History does not record how the dog reacted, but we do know how Reverend Parris acted. He was furious. All magic was considered evil magic, and he believed Mary Sibley's benign attempt to help the girls had opened the door to greater evil. He may have been right, since after witnessing Mary's magic the two girls began to actually see human forms tormenting them. Previously they had just suffered vague physical maladies. It seems likely that her actions strongly suggested to Betty and Abigail that they were bewitched, and they began to act accordingly from that point on.

Reverend Parris gave Mary Sibley a stern private lecture, and she publicly and tearfully confessed her errors to the Salem Village congregation on March 25, 1692.

Mary fades from history at this point and didn't play any further role in the Salem witch trials.  However, some writers have suggested that her witch cake was the incident that really kicked off the witch craze. They speculate that Betty and Abigail might have stopped their odd behavior if Mary hadn't asked Tituba and John to bake the witch cake.

That's something we can never know, but we do know that things didn't go too well for Tituba and her husband. Tituba was one of the first people accused of witchcraft by the afflicted girls, and John was accused soon after. Neither was executed, and they survived the trials the same way most others did - by accusing even more people of witchcraft.
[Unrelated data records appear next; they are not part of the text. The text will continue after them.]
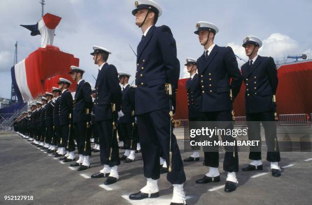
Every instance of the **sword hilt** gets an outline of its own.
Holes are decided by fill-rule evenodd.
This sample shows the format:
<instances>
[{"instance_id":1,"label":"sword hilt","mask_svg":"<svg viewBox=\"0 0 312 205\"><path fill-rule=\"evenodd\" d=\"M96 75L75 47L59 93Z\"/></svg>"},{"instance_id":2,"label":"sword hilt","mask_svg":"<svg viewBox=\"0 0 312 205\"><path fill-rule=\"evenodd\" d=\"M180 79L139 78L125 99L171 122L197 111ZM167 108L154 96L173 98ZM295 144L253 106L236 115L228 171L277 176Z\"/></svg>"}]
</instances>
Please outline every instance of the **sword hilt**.
<instances>
[{"instance_id":1,"label":"sword hilt","mask_svg":"<svg viewBox=\"0 0 312 205\"><path fill-rule=\"evenodd\" d=\"M112 160L112 155L113 154L113 147L111 147L111 152L110 153L110 157L109 160L110 161Z\"/></svg>"},{"instance_id":2,"label":"sword hilt","mask_svg":"<svg viewBox=\"0 0 312 205\"><path fill-rule=\"evenodd\" d=\"M169 172L171 172L171 171L172 170L171 168L172 165L172 152L170 151L169 152L169 167L168 168L168 171Z\"/></svg>"}]
</instances>

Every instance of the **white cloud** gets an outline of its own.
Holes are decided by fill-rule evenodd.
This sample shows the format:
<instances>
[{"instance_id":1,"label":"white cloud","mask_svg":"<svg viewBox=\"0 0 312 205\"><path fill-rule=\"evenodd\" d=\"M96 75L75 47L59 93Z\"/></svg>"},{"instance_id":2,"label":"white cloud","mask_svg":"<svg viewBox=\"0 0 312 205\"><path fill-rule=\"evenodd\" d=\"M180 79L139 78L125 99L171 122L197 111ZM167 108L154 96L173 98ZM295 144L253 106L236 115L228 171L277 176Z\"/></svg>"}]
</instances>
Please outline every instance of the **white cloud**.
<instances>
[{"instance_id":1,"label":"white cloud","mask_svg":"<svg viewBox=\"0 0 312 205\"><path fill-rule=\"evenodd\" d=\"M241 44L230 42L228 43L227 45L231 47L234 53L238 56L245 59L248 59ZM277 59L289 55L312 53L310 49L304 48L304 46L300 46L297 41L290 36L279 33L275 33L263 40L263 45L259 50L258 54L264 56L271 56ZM240 65L244 63L240 60L238 62Z\"/></svg>"},{"instance_id":2,"label":"white cloud","mask_svg":"<svg viewBox=\"0 0 312 205\"><path fill-rule=\"evenodd\" d=\"M300 52L298 43L290 37L279 33L273 33L263 40L259 54L274 58L297 54Z\"/></svg>"}]
</instances>

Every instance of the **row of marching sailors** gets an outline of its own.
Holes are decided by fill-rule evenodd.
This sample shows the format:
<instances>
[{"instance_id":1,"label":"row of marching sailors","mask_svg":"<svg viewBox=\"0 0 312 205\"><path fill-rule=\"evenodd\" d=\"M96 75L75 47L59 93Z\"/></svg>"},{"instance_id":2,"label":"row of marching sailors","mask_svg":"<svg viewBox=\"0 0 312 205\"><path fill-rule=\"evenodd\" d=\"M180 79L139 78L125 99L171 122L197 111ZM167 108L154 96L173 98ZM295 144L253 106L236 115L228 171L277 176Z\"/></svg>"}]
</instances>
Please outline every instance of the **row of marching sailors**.
<instances>
[{"instance_id":1,"label":"row of marching sailors","mask_svg":"<svg viewBox=\"0 0 312 205\"><path fill-rule=\"evenodd\" d=\"M69 74L77 82L73 99L68 90L71 82L61 78L58 83L59 87L53 87L51 92L46 92L41 101L31 104L31 109L14 121L14 131L21 136L47 153L60 157L64 163L73 162L70 166L80 167L78 171L90 167L91 151L101 152L100 147L108 146L104 140L99 139L98 125L92 112L96 89L91 88L90 84L82 79L84 73L79 67L71 66ZM119 115L114 117L114 123L116 123L113 125L118 131L119 147L125 149L120 158L125 163L134 162L135 154L140 149L134 115L134 87L128 83L130 76L124 72L119 73L122 108ZM112 105L112 110L114 106ZM94 143L92 149L91 142ZM79 158L74 162L76 160L75 144ZM94 174L92 178L102 177L101 173Z\"/></svg>"}]
</instances>

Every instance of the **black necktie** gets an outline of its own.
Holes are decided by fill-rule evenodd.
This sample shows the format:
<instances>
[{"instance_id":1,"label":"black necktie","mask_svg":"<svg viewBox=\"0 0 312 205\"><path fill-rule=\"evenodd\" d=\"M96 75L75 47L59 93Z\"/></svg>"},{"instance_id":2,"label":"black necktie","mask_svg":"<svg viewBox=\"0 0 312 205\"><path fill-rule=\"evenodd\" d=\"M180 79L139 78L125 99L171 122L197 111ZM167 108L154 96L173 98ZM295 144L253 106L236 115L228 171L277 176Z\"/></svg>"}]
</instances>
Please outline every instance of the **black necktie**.
<instances>
[{"instance_id":1,"label":"black necktie","mask_svg":"<svg viewBox=\"0 0 312 205\"><path fill-rule=\"evenodd\" d=\"M209 53L209 51L208 50L205 51L205 57L208 56L208 53Z\"/></svg>"}]
</instances>

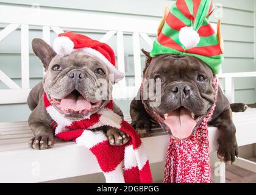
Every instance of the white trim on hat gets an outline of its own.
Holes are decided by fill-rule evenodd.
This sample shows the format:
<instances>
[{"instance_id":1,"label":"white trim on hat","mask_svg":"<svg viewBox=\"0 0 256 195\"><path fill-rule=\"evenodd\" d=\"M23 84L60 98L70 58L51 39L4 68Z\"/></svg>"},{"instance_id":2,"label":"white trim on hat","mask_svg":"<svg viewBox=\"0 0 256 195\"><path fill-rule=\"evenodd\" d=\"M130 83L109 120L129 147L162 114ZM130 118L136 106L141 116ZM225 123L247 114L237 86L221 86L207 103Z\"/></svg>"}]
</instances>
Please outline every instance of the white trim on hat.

When I was a child I learned that Tituba was the person who started the witch craze by telling Betty and Abigail stories of voodoo and black magic. But as I've since learned, this idea was started by historians in the 19th century who wondered why nice rational white people would do something as crazy as hunt witches. Clearly, they thought, the idea of witchcraft must have been introduced into Salem by Tituba, who they imagined to be an irrational black woman. It couldn't have been someone a nice white lady like Mary Sibley.

More recently,  historians have learned that Tituba has been misrepresented. The only act of magic she ever performed was to bake the witch cake, and she executed this piece of traditional English magic at the bidding of Mary Sibley. There was no voodoo involved at all. It also seems likely that she was not black, but was an Arawak Indian from the Caribbean. It had been assumed that her last name was Indian, but the word "Indian" may actually just have been a descriptor. Not Tituba India, bur rather Tituba, Indian.

We've also learned that no race or ethnic group - white, black, Arawak, etc. - is more rational or irrational than any other. Well, I hope we've learned that. But I think that's important to keep in mind if you watch Salem. Rationally, we all know there weren't any witches in Salem. We know Mary Sibley wasn't a witch, that Tituba was framed, and that she probably wasn't black.

But somehow, irrationally we're still entertained by a show where the Salem witches are real, Tituba is a manipulative evil black Jamaican woman, and Mary Sibley suckles her familiar with blood from her thigh. So as you watch Salem, and maybe even enjoy its trashy supernatural melodrama, remember what you're seeing is not true.

And when you shut off the TV just remember: there were no real witches in Salem.